The verification methods of power electronics systems are compared with each other in Table 1. Their usage frequency differs a lot, with the up-until-now rare application of the model checking techniques. Simulations are used the most frequently, mainly because of their availability, and possible usage at an early stage (working with models) and quickly obtained results, albeit reflecting only some scenarios and providing no information about what is going on beyond them. Experiments, in turn, allow the checking of the real system or its components, which is of great importance for future implementations. However, none of the methods provides any guarantee that the power electronic system will behave correctly in all situations. This can only be achieved by applying formal verification methods, working on models, and which allows the checking of any properties related to a designed system. Symbolic model checking indicates with 100% certainty which properties are satisfied in the model and which are not (additionally supplemented by generated counterexamples), but such checking is subject to the state space explosion problem, which is a significant problem in power electronics systems. High certainty can be achieved with statistical model checking, returning a probability that some properties can be satisfied.
Table 1. Comparison of verification methods of control algorithm in power electronics systems.

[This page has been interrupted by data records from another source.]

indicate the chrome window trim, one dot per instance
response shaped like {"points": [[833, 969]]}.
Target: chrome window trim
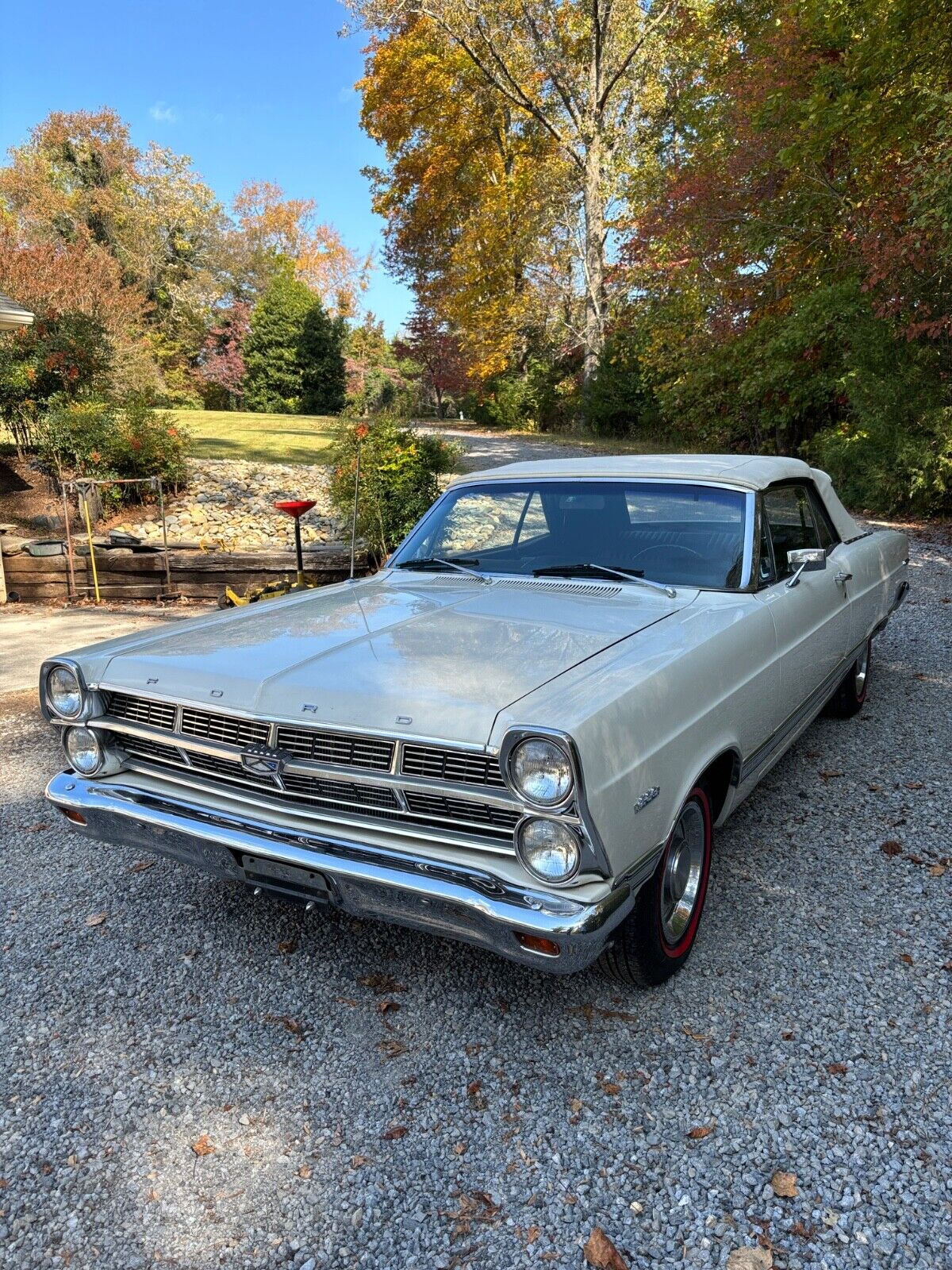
{"points": [[747, 575]]}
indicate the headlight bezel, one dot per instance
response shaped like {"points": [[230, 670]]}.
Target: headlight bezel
{"points": [[90, 700], [564, 827], [101, 749], [63, 668], [559, 745]]}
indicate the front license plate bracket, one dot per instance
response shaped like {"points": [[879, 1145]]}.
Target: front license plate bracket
{"points": [[287, 880]]}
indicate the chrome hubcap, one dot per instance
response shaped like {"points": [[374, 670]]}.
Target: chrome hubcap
{"points": [[862, 667], [682, 873]]}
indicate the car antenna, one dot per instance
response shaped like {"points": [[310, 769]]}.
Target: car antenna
{"points": [[361, 433]]}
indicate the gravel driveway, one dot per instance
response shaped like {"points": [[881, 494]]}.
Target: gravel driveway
{"points": [[198, 1079]]}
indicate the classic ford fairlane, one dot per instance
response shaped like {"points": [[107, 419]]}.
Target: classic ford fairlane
{"points": [[522, 730]]}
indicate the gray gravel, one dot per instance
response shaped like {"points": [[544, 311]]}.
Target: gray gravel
{"points": [[810, 1030]]}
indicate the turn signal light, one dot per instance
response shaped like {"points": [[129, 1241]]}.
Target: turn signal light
{"points": [[537, 944], [76, 817]]}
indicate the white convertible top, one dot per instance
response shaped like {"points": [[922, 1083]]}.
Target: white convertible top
{"points": [[746, 471]]}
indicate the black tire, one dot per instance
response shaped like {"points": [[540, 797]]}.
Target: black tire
{"points": [[647, 946], [850, 696]]}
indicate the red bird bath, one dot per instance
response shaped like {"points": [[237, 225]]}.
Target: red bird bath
{"points": [[298, 507]]}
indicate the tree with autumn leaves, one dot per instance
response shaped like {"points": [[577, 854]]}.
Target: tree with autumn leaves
{"points": [[93, 226], [710, 225]]}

Simulations | Symbolic Model Checking | Statistical Model Checking | HiL | Experiments | |
---|---|---|---|---|---|
Usage frequency | dominant | rare | rare | medium | dominant |
Execution and analysis | manual | automatic | automatic | manual | manual |
Time needed | short | medium | long | short | medium |
Guarantee for properties satisfaction | medium | full | high | medium | medium |
Challenges | selection of test scenarios | state space explosion, modeling of the system | modeling of the system | selection of test scenarios, limited computation resources | selection of test scenarios |
Examples in the literature | Used in most high-quality research papers | [11][12][17][18] | [13][14][19][20] | [21][22][23][24][25][26][27][28][29][30][31] | Used in most high-quality research papers |
Statistical model checking provides a new type of analysis that is a compromise between the realism of experiments and the classical formal verification of symbolic models. The type of quantitative measures that are needed for power electronics systems makes it impossible to capture full symbolic verification without running into the problem of state space explosion. The verification time of statistical model-checking on the other hand scales with the specified certainty and not the model size or complexity. This provides the promise that statistical model checking can provide huge gains in the early design of power electronic systems in the future.